Now I am stuck with the automated activation of the software. But I can manage to distribute LabVIEW to as many machines as I like. 

Message 3 of 8
(6,143 Views)

Thanks for responding! I didn't realize before this that NI has a package builder app. If you have all of the NI products installed on the machine you are working on, then install package builder, you can create a deployment from that - you can then push that deployment to computers without package manager installed.

 

https://knowledge.ni.com/KnowledgeArticleDetails?id=kA00Z000000fyxySAA&l=en-US

 

I did everything in the Installers and Repositories pane. The command at the end of the article worked for me - although it still displays a progress bar (not completely silent) - it works for what I need. Working on scripts to license the software after install.

 

0 Kudos
Message 4 of 8
(6,134 Views)

Your're welcome. 

 

Let me know, when you can automate the licening-process. At the moment, I try to use the Volume Licence Manager, with a dedicated server. But I can't tell LabVIEW, that it should use this server for licensing. 

 

0 Kudos
Message 5 of 8
(6,129 Views)

This just worked for me in licensing LabVIEW.

 

Command line:

@echo off

 

cd "C:\Program Files (x86)\National Instruments\Shared\License Manager\Bin"
nilmUtil.exe -s -activate "LabVIEW_AppBuilder_PKG" -serialnumber "serial number"

 

exit /b 0

 

Not sure what the volume license switch is rather than serial number - maybe -volumelicenseserver or -volumelicense, then you'd enter your license server name in quotes.

 

The product names aren't straightforward but you can maybe find them in C:\ProgramData\National Instruments\License Manager - the Licenses or ProductInfo folder. In the data folder here, there is a licensing.dat file - i opened this and was able to see some product names in here. I picked one to try and it licensed all of it.

 

Hopefully this helps - lots of trial and error here 

0 Kudos
Message 6 of 8
(6,116 Views)

@DennisG$2020 wrote:

Did you ever get this figured out?


Heads up that you should be able to install LabVIEW and NI Package Manager (NIPM) in one step using the command-line specified here in the NIPM manual. So if you download the online or offline installer for LabVIEW (or any NIPM-based installer) - it will first install or upgrade NIPM if necessary, then it will install LabVIEW taking all of the defaults. It won't be a silent install, but it shouldn't require any user interaction.
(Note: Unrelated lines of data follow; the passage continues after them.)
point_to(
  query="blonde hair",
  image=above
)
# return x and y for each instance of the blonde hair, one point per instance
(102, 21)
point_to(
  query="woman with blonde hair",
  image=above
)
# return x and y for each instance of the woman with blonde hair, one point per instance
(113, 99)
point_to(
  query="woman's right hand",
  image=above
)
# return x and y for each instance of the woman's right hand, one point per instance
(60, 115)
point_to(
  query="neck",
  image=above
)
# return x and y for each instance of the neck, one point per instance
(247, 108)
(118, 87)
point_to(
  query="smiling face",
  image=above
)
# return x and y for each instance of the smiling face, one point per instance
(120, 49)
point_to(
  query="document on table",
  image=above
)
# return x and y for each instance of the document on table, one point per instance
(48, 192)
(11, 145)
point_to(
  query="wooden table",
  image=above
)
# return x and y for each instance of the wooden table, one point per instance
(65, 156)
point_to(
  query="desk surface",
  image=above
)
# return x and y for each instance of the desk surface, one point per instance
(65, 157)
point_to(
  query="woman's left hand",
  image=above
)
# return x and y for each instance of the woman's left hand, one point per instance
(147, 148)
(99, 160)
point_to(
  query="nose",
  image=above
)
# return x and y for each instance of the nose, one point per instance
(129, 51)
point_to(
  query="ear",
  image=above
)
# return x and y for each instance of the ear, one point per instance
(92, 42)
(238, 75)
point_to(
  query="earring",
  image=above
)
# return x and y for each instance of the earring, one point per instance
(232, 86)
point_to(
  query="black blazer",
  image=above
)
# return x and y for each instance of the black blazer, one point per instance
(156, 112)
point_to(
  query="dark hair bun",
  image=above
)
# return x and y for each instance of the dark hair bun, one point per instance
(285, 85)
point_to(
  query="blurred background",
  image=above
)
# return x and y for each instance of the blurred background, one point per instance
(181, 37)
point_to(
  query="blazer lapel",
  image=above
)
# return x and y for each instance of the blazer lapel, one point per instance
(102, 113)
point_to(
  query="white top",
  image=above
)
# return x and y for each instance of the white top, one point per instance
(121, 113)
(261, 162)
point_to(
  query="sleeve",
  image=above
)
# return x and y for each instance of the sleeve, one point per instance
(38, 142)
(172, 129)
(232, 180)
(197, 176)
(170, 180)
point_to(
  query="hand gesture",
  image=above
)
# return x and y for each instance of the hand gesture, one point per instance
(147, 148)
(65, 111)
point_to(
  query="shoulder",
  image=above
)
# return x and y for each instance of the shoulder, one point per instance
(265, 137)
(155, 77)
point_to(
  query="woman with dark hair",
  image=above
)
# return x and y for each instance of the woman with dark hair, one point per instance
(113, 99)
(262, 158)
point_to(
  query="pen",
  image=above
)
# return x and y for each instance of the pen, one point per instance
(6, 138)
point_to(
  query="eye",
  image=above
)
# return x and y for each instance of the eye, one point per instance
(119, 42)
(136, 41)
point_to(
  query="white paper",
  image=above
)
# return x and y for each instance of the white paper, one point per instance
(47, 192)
Do post back if you experience something different.

Message 7 of 8
(6,113 Views)

Hi - I have a volume license and if you have a license server, you  can use environmental variables to point labview to that port@machine.

 

One is LM_LICENSE_FILE and another is NILM_LICENSE_FILE

 

I use NILM_LICENSE_FILE   27000@My.computername.com. This could be set in your image, or from a GPO, if you have Active Directory. GPO settings are -

Computer Configuration > Preferences > Windows Settings > Environmental Variable > NILM_LICENSE_FILE.